Building a lexer programatically #1100

mcy · 2023-10-07T18:31:18Z

mcy
Oct 7, 2023

Hello!

A month or so ago I chatted with Andrew about a somewhat unusual usage of regex_automata: taking a user-defined definition for a C-like language's tokens and generating a token-tree-yielding lexer from it. Andrew asked me to put together a discussion post so we can figure this out together!

The surface-level API for defining a syntax is described below, as a user would manipulate it. The resulting lexer produces something morally equivalent to proc_macro::TokenStream.
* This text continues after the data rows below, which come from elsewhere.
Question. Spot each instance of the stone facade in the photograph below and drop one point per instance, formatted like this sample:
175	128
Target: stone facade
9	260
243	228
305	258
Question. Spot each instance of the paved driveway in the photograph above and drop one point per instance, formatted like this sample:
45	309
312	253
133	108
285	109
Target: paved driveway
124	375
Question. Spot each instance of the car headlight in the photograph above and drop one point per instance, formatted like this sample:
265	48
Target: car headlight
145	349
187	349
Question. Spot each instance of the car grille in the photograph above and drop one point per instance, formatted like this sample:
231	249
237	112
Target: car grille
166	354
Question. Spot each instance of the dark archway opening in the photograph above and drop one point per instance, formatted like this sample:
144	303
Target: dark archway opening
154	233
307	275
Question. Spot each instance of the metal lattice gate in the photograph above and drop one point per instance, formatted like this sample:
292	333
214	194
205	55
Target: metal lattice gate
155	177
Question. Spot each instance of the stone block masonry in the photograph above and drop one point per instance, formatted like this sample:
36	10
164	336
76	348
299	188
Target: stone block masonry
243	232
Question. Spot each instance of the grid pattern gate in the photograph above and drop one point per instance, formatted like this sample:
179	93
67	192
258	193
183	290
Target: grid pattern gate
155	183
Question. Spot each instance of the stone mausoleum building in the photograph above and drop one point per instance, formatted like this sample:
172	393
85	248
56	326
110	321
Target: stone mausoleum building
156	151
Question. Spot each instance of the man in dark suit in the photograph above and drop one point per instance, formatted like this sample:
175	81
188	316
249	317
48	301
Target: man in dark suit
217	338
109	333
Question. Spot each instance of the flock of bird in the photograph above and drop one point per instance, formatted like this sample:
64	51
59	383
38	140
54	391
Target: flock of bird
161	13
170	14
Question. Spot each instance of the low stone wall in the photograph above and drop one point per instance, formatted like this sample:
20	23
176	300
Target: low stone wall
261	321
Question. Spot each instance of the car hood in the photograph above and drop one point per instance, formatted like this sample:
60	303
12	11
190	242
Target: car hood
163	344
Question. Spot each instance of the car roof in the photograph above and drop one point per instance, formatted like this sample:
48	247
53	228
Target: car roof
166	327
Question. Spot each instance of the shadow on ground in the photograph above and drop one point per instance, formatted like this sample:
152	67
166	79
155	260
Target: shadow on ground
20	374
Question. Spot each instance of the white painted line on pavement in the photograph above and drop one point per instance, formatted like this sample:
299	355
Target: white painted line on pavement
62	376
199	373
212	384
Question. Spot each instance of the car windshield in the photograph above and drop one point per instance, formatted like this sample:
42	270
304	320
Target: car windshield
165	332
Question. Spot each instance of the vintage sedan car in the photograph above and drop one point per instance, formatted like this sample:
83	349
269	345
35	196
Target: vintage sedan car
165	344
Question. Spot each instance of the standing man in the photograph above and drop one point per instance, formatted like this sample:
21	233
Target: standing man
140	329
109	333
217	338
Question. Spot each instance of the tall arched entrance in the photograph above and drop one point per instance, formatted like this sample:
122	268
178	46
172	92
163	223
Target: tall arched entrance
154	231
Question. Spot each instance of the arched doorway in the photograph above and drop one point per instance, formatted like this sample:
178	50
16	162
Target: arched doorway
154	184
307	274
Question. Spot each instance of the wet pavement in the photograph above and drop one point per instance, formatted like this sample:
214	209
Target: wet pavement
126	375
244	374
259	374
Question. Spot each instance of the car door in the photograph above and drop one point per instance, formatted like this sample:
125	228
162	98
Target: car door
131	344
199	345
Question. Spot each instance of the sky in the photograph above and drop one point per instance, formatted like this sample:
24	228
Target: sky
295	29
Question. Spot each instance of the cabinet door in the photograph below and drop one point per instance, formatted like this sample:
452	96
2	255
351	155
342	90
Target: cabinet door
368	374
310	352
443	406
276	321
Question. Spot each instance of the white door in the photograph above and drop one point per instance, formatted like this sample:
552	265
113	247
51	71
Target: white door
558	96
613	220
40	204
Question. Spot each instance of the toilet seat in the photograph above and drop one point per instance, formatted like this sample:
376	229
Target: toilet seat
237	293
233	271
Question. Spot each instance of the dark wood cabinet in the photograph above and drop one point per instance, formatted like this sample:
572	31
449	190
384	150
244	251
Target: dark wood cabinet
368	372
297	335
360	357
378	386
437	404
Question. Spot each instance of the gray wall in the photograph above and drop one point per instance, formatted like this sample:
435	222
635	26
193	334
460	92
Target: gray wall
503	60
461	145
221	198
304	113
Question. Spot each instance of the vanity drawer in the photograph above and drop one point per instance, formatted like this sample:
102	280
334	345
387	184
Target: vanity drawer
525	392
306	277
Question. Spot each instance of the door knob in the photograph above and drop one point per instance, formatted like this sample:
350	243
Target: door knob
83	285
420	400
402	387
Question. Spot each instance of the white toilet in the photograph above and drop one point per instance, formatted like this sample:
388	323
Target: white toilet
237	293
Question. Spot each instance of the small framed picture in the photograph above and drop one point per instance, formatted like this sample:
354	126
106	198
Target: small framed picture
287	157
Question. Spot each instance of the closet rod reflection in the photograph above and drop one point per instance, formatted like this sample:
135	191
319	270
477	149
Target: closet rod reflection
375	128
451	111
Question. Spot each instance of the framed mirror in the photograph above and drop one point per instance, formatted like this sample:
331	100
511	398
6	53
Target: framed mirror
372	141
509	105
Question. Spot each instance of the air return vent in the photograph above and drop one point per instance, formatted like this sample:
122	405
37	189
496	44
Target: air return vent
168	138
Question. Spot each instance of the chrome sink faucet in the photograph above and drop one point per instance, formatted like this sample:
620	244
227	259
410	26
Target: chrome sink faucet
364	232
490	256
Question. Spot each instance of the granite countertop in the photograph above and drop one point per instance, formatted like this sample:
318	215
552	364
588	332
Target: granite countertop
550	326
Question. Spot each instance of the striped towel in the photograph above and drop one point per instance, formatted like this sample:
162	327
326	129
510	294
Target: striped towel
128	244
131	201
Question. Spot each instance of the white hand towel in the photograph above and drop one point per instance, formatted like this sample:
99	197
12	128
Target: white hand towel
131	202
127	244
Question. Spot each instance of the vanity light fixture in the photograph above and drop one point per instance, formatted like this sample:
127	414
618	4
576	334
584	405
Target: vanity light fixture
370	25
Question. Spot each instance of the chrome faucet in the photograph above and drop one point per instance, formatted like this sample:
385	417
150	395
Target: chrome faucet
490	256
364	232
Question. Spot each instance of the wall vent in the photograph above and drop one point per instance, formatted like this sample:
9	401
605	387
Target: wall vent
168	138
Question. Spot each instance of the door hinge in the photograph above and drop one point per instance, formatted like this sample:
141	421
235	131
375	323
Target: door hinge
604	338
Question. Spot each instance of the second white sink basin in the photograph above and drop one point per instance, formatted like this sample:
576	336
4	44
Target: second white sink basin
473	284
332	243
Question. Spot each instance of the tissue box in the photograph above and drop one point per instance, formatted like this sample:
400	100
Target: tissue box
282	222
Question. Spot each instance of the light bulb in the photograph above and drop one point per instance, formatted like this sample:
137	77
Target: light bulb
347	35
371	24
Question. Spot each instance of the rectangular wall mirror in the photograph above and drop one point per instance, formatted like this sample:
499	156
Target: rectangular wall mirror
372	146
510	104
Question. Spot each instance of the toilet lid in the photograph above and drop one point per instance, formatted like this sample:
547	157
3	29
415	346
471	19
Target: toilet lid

I have not published this library yet, so I don't have any code I can point to... but ideally that should not be necessary.

let mut b = Spec::builder();
b.comment("//");
b.block_comment(("/*", "*/"));

Lexemes {
  kw_let: b.keyword("let"),
  kw_fn: b.keyword("fn"),
  kw_type: b.keyword("type"),
  kw_ptr: b.keyword("ptr"),
  kw_void: b.keyword("void"),
  kw_null: b.keyword("null"),
  kw_poison: b.keyword("poison"),

  kw_x: b.keyword("x"),
  equal: b.keyword("="),
  comma: b.keyword(","),
  colon: b.keyword(":"),
  semi: b.keyword(";"),
  minus: b.keyword("-"),
  arrow: b.keyword("->"),

  parens: b.delimiter(("(", ")")),
  bracks: b.delimiter(("[", "]")),
  braces: b.delimiter(("{", "}")),

  ident: b.rule(IdentRule::new().with_continue('/')),
  bare_symbol: b.named_rule(
    "symbol",
    IdentRule::new()
      .with_starts('0'..'9')
      .with_continue('/')
      .sigils(|s| {
        s.prefixes(["%", "@", "#"]).require_prefix();
      }),
  ),
  quote_symbol: b.named_rule(
    "symbol",
    QuotedRule::new([("\"", "\"")])
      .escapes(
        Escapes::new()
          .rule('\\', EscapeRule::Invalid)
          .rules([
            ("\\0", '\0'),
            ("\\n", '\n'),
            ("\\r", '\r'),
            ("\\t", '\t'),
            ("\\\\", '\\'),
            ("\\\"", '\"'),
            ("\\\'", '\''),
          ])
          .rule(
            "\\x",
            EscapeRule::Fixed {
              char_count: 2,
              parse: Box::new(|hex| u32::from_str_radix(hex, 16).ok()),
            },
          ),
      )
      .sigils(|s| {
        s.prefixes(["%", "@", "#"]).require_prefix();
      }),
  ),
  number: b.rule(
    NumberRule::new([
      NumberBase::new(10, "")
        .max_decimal_points(1)
        .exponent_part(NumberExponent::new(10, "e").extra_prefix("E")),
      NumberBase::new(16, "0x")
        .max_decimal_points(1)
        .exponent_part(NumberExponent::new(10, "p").extra_prefix("P")),
    ])
    .separator("_"),
  ),
  int_type: b.named_rule(
    "`iN`",
    NumberRule::new([NumberBase::new(10, ""), NumberBase::new(16, "0x")])
      .separator("_")
      .sigils(|s| {
        s.prefix("i").require_prefix();
      }),
  ),

  spec: b.compile(),
}

Essentially I am building something similar to what a crate like logos does, but much more opinionated in what it can parse to simplify common cases and provide a simpler API for converting tokens into an AST.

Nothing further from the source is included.